Her long blond hair, curled from about halfway down—also new—falls forward over one shoulder, pointing the way to her left breast. A breast I might very well have held, a nipple I might have thumbed or even had in my mouth.

Fuck, what did she feel like? My best guess would be firm with baby-soft skin.

“Well?” She stares back at me in an I’ve-totally-had-enough-of-your-bullshit type way. God, she’s cute.

She’s also right.

“You’re right,” I tell her.

She slaps her palms on the table, sits bolt upright, and looks around the room. “Hear that, everyone?” she says in a whispered mock announcement. “Hugo freaking Powers thinks I’m right about something.”

Unfortunately, I think she’s probably right about a lot of things. And that’s dangerous for my job prospects. I need to be the Fab Four’s choice at the end of the season. If I screw this up, I’ll be even more unemployable than I already was.

I rest my chin on my hand. Maybe that’s flirtatious, but what the hell. “You’re hot when you’re being superior.”

“Then I must be hot all the time.”

She’s not wrong.

“Okay, then. You win. This game anyway. If you don’t want to talk about Paris, we won’t talk about Paris.” I make eye contact with the server and give him the we’re-ready nod.“Let’s order dinner. And keep the conversation to how we can best prep the team for Saturday. Then we can get this evening over with, relatively pleasantly, and go home.”

She raises her glass in agreement. “Deal.”

Jesus. Now I have to actually work in harmony with my rival for the job, whose methods are the opposite of mine, and who I once did God knows what with in a Parisian closet.

There was me thinking I had problems when I had no job.

As the server returns to our table, there’s a smattering of applause across the other side of the room.
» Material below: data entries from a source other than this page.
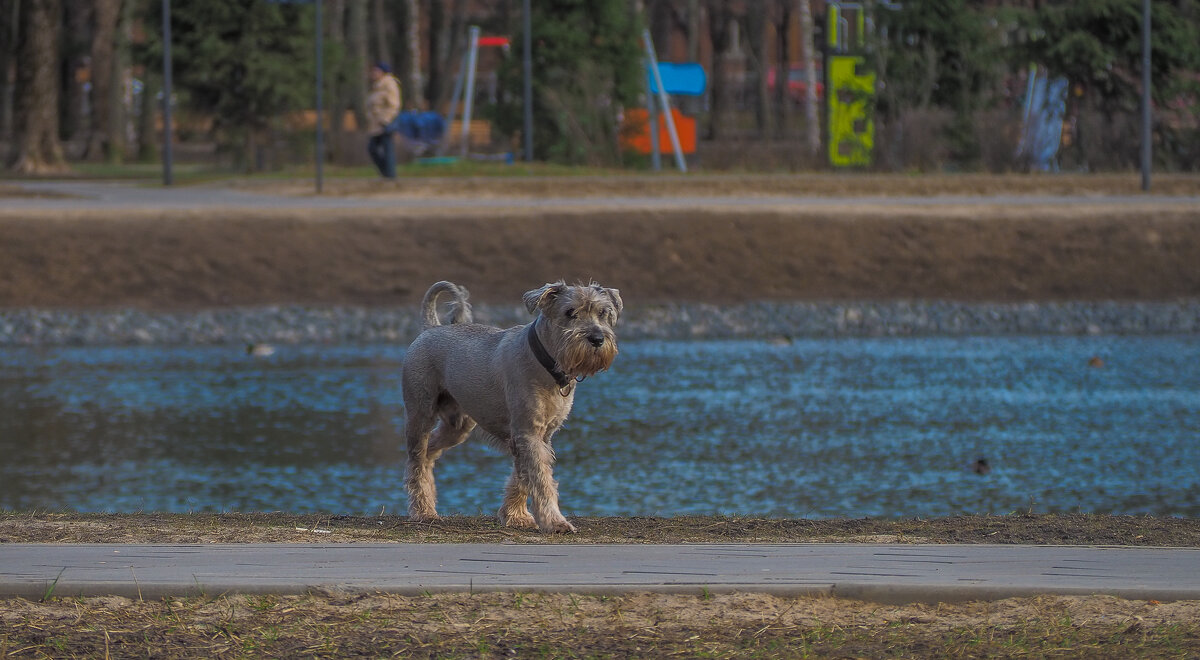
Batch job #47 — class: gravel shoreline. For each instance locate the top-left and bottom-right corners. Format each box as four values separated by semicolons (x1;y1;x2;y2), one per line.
0;300;1200;347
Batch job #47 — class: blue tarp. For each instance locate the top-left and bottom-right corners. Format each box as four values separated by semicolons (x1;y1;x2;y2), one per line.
388;110;446;144
646;62;708;96
1016;76;1067;172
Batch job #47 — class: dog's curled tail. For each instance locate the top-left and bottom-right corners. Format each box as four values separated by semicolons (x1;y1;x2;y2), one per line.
421;281;473;328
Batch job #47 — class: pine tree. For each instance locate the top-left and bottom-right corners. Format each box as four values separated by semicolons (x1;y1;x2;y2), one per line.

We all turn our attention to the clapping. A man is on one knee in front of a woman who has both hands on her cheeks and is staring down at the small box he’s holding up to her.

Bless them for thinking they can make it work when millions don’t.

“Do men still do that?” I ask the server. “The one-knee thing?”

“Happens in here about once a month,” he says.

Wilcox watches the happy couple, a faint smile on her lips. Why do girls love that shit?

No one will ever catch me on one knee, that’s for sure. Unless I’m doing up my boots.